Нугзар готовится в Америку. Он не поедет в Прагу. Мучительно худеет — уже на двадцать кило. <…>В Америке он хочет открыть грузинский ресторан — в Майами.
Его мечтам не суждено сбыться. Пятнадцать лет спустя Нугзар вернется на родину, немолодой, чтобы снять фильм о грузинских святых Нине и Кетеван. По заказу самого патриарха Илии Второго. Но кто реальный спонсор этого проекта? Мы этого не узнаем. Оно нам и не нужно…»
Творческая карьера артиста сложилась на Западе если и не блестяще, то вполне удачно. Эмиграция явно не стала для Нугзара Спиридоновича потерянным временем. В интервью еженедельнику «“АиФ” — Тбилиси» (2005) он вспоминал:
«Как-то в Москве мне подарили пластинку Алеши Димитриевича и Юла Бриннера. Позже, во Франции, я взял в руки гитару и спел в дуэте с Димитриевичем знакомый репертуар. С этого началась моя вокальная карьера. Спустя несколько лет Бриннер услышал, как я дублировал его на русском в “Великолепной семерке”, и потребовал, чтобы па следующий же день ему организовали встречу со мной, ведь сам Юл был русским, притом княжеского происхождения. Мы познакомились и начали работать вместе в театре и на телевидении. А знакомство с Дюком Эллингтоном стало новой страницей в моей жизни. Его племянник написал музыку к мюзиклу о Пушкине, а меня попросили написать либретто, лейтмотив и хоралы. За этим последовало музыкальное оформление спектакля “Дядя Ваня”, который поставил ведущий сегодня американский режиссер Майкл Николс в театре на Бродвее. Там же мы познакомились, и начали работать с греческой актрисой Иреной Напас… Больше всего мне довелось играть на немецкой сцене и в кино, за что и наградили званием народного артиста Германии. В 1998 году я ушел на пенсию и перебрался жить во Флориду».
Глава 13. Культуртрегеры
«Мы барды, менестрели, акыны и ашуги,
Мы песнями взлетели, вздымая крылья-руки
Мы шансонье, мы зингеры,
Мы скальды, миннезингеры,
Мы песенки из сердца
И для души поем…»
Стоит обратить внимание и на то, что в каждом подобном проекте песни, как правило, переводились на язык страны издания или как минимум на английский. Шария и вовсе перед каждой песней зачитывал на корявом английском ее краткий перевод. И неслучайно среди создателей альбома значится имя Миши Аллена. Для тех, кто в теме, имя его овеяно легендами. И вполне заслужено.

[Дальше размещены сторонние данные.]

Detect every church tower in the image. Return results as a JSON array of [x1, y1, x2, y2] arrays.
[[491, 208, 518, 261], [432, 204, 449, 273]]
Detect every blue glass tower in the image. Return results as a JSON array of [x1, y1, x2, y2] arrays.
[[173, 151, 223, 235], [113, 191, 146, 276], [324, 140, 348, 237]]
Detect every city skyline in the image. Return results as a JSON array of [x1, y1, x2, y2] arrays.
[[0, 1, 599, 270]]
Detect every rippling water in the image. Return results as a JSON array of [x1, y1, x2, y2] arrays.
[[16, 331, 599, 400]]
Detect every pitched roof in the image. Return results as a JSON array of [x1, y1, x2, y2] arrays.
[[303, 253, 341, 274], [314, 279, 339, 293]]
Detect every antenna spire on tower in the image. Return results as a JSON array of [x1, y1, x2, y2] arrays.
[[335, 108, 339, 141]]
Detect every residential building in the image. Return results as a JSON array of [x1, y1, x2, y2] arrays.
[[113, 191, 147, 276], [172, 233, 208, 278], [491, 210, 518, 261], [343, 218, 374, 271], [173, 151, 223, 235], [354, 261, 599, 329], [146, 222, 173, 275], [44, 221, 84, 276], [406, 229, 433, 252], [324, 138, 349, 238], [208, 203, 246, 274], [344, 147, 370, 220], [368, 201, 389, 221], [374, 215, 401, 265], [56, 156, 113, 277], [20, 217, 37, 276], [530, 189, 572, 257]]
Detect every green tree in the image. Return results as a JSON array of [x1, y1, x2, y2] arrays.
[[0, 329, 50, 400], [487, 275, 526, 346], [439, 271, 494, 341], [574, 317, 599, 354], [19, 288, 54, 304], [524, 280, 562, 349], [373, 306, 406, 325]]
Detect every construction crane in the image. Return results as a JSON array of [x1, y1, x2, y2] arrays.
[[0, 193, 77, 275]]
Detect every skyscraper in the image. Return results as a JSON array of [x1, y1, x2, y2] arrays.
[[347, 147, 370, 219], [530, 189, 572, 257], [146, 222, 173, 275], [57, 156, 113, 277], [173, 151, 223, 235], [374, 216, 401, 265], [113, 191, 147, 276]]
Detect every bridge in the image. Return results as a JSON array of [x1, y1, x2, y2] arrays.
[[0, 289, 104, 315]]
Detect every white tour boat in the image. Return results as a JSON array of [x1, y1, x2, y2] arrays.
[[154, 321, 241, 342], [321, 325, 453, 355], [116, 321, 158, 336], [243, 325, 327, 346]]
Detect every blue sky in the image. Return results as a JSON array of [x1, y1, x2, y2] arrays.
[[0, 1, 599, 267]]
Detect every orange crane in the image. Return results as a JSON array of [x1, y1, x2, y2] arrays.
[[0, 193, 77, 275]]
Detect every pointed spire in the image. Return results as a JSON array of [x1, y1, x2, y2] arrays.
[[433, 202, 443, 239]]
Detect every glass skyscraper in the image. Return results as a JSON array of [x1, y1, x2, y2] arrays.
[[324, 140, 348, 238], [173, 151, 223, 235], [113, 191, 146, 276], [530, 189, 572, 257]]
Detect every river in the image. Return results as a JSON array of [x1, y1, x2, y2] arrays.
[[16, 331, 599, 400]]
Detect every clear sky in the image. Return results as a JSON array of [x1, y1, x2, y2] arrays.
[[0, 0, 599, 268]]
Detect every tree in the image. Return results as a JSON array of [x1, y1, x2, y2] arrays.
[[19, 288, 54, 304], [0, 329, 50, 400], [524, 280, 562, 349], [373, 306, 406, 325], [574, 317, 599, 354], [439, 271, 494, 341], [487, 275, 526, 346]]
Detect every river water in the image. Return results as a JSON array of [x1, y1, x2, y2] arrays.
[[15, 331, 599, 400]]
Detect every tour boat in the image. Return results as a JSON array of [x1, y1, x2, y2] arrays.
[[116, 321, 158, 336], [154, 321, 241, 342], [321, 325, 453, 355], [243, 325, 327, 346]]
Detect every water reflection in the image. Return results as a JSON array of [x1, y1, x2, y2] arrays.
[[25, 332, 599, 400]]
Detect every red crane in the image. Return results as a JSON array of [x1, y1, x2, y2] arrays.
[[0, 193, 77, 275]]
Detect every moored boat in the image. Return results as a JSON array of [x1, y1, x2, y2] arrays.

Уроженец Литвы Михаил Юрьевич Каценеленбоген попал на Запад в годы нэпа. Обосновался в Канаде и взял фамилию попроще — Аллен. Его отец всю жизнь интересовался фольклором, занимался переводами литовских сказок и песен. Увлечение передалось по наследству.
В годы Второй мировой молодой человек служил в армии. По долгу службы ему не раз доводилось бывать в лагерях, где содержались «остарбайтеры» и «Ди-Пи».
По вечерам бывшие «осты» собирались около своих бараков и пели какие-то песни со знакомыми мотивами, но незнакомыми словами.